Birmingham City Council spends £10m a year on publicity - more than 10 times the average of local authorities in the UK, according to a report.
Birmingham City Council said it was the biggest local authority in Europe
The Taxpayers' Alliance named the city as the biggest spender in 2006/7 based on data received from 470 councils after Freedom of Information requests.
The £985,000 UK average publicity spend was 80% higher than in 1997, it said.
Birmingham City Council said it was the largest UK council and was spending less per head than most others.
The alliance compared councils' recent accounts with those of a decade ago.
It found that eight councils spent more than £5m on publicity last year, 73 spent more than £2m and 141 councils spent more than £1m.
Four councils spent more than £2m on advertising for staff alone, with Kent County Council topping the list, the alliance said.
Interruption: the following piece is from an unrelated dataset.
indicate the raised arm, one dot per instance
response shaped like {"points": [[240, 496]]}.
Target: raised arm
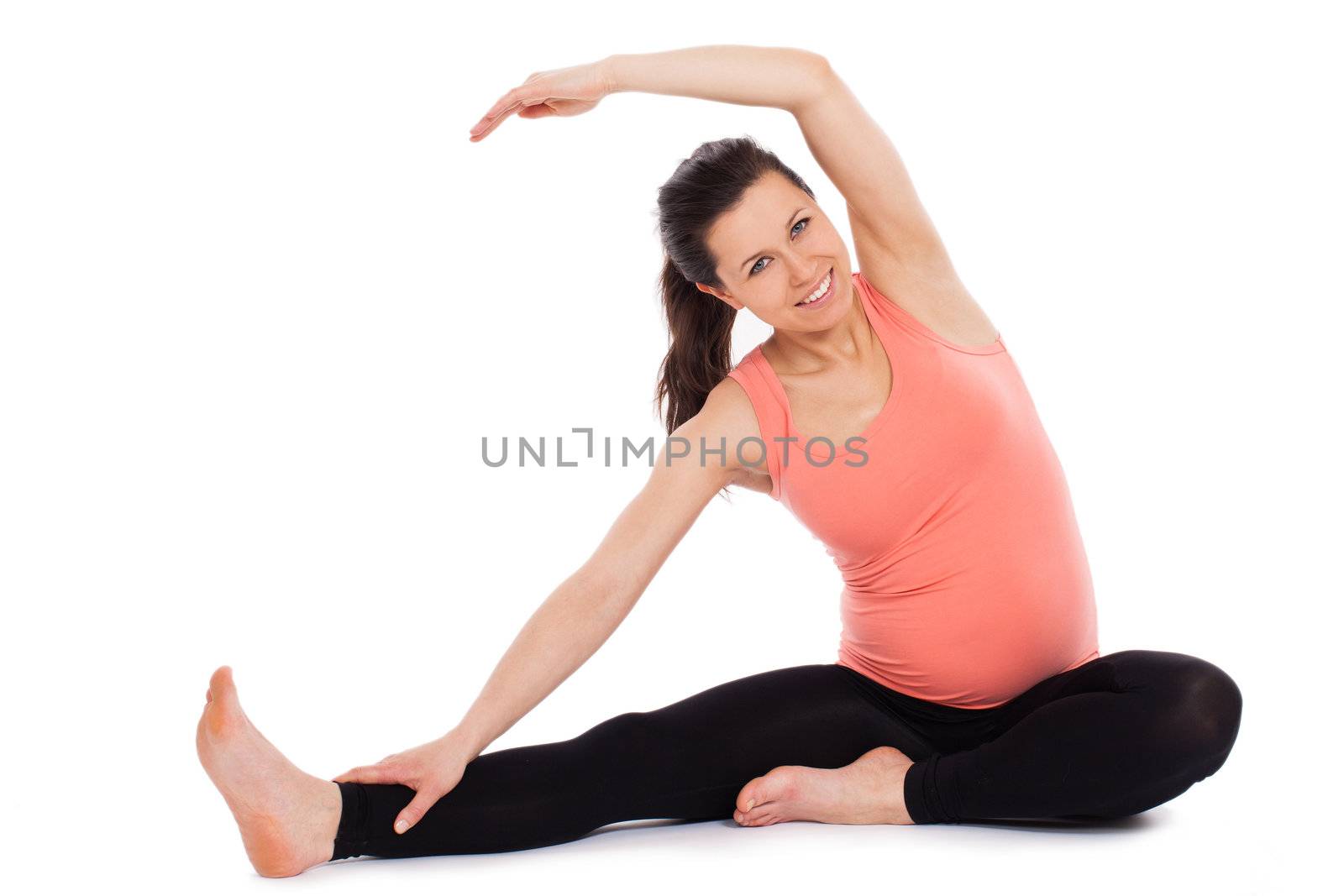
{"points": [[894, 238]]}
Matthew Elliott, chief executive for the Taxpayers' Alliance, said: "It's important for council taxpayers to see just how their hard-earned money is being spent by town halls.
"With council tax doubling in the past decade, it's extremely disappointing that councils have chosen to double their publicity budgets over the same period."
He added that with the internet cutting the cost of communication, it should not be hard to make savings in this area.
TOP SPENDERS ON PUBLICITY 2006/07
Source: Taxpayers' Alliance report
Birmingham City Council said it was the largest local authority in Europe, with a population of more than one million.
A spokesman said: "Birmingham is significantly larger than all other authorities on the Taxpayers' Alliance list, and is actually spending less per head on publicity, including recruitment advertising and other statutory requirements, than most of the other listed councils."
He added that its percentage increase on expenditure over the past 10 years was lower than any of the top 20 on the list.
Meanwhile, the Local Government Association, which represents councils in England and Wales, said councils had a duty to provide value for money and to tell people what services they get for their tax.
A spokesman said: "Councils provide more than 800 different services from archaeology to zoology and the belief that they simply pick up the bins is just nonsense.
"It is absolutely vital that residents are told how to access services."